The Somali Plate is moving away from the coast of Africa. As the course of the plate continues, it will break away from Africa after millions of years, forming a new continent.

Seafloor spreading occurs at different paces. Where seafloor spreading is slowest, tall underwater cliffs form.

There are hundreds of types of igneous rocks that form from magma. A few of the more common examples include tuff, granite and obsidian.

Rocks are liquified in the asthenosphere because of built-up​ heat and pressure. Strangely, the core, which is below the asthenosphere, is solid.

Mantle plumes are a way of cooling off the interior of the earth. Though it's still up for debate, some scientists believe mantle plumes help cool all the way to the core of the earth.

Transform boundaries do not slide gracefully past one another. Instead, friction in the rock builds until it eventually gives and breaks apart.

Normal faults eventually spread apart forming valleys, known as grabens, inside the fault. Currently, the African Plate is splitting in such a way that it will form many of these grabens.

Faults can form visible cliffs or sloops on the earth's surface. In reverse faults, these are seen where two plates collide, pushing the hanging wall upward.

Mars contains a shield volcano formed from basaltic lava known as Olympus Mons. It is the largest volcano discovered so far in our solar system.

Sial comes from the words "silicate" and "aluminum." The name is derived from these words because they are the most common minerals in the continental crust.

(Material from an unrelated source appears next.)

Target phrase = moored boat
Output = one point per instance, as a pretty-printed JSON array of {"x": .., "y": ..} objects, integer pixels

Sima is composed of the minerals that make up the oceanic crust. Sima is thinner but denser than continental crust, or sial.

The Valdivia earthquake in 1960 was the largest earthquake ever recorded. When it hit Chile, the earthquake measured at a magnitude of 9.5.

The San Andreas Fault is responsible for many of the earthquakes that occur in California. One of the most deadly earthquakes from the San Andreas Fault occurred in 1906 when nearly 3,000 people died.

The Mariana Trench contains the Challenger Deep, the deepest part of the ocean. It is measured at 36,000 feet below sea level.

The Mariana Plate is smushed between the Philippine Sea Plate and the Pacific Plate. Scientists believe it formed when the Philippine Sea Plate broke apart from the pressure of the Pacific Plate subducting underneath it.

Mount Everest stands at an elevation of over 29,000 feet. The mountain continues to grow each year by about a quarter of an inch.

Around 90 percent of the earthquakes around the world occur in the Ring of Fire. The region also contains nearly 75 percent of the world's volcanoes, making it a deadly home for the inhabitants.

Japan is an island nation that constantly deals with the threat of facing a tsunami. One tsunami in 2011 caused by the Tohoku earthquake killed over 15,000 people in the country.

The main reason the Australian Plate has merged with the Indian Plate is that the Indian Plate's progression northward has been halted by the Himalayas. This causes the Indian Plate to move much slower than the Australian Plate, which is pushing up against it.

The East African Rift is a continental rift located on a divergent plate boundary in Africa. The rift is responsible for forming the Rift Valley Lakes.

Nearly one-fifth of all fresh water in the world is located in Lake Baikal. That water fills the lake to a depth of 1,600 meters.

The Red Sea famously runs into the Suez Canal. The canal connects Europe and the Mediterranean to the Arabian Sea, which leads to Asia.

One of the main sources of evidence for Pangaea's existence are fossils, which are now spread across multiple continents. For example, fossils of the reptile Mesosaurus have been found in both Brazil and West Africa.

The United States' Midwest region contains an intraplate fault known as the New Madrid Fault Line. The fault was responsible for a series of earthquakes in 1811 and 1812.

When it comes to important minerals and natural resources, you won't find a better source than the lithosphere. The lithosphere contains everything from coal to oil to metals.

Seismic waves are divided into two main categories. Body waves travel through the interior of the earth, where surface waves only move across the surface of the planet.

One important component studied in topography is elevation. Elevation determines the height of landforms in relation to sea level.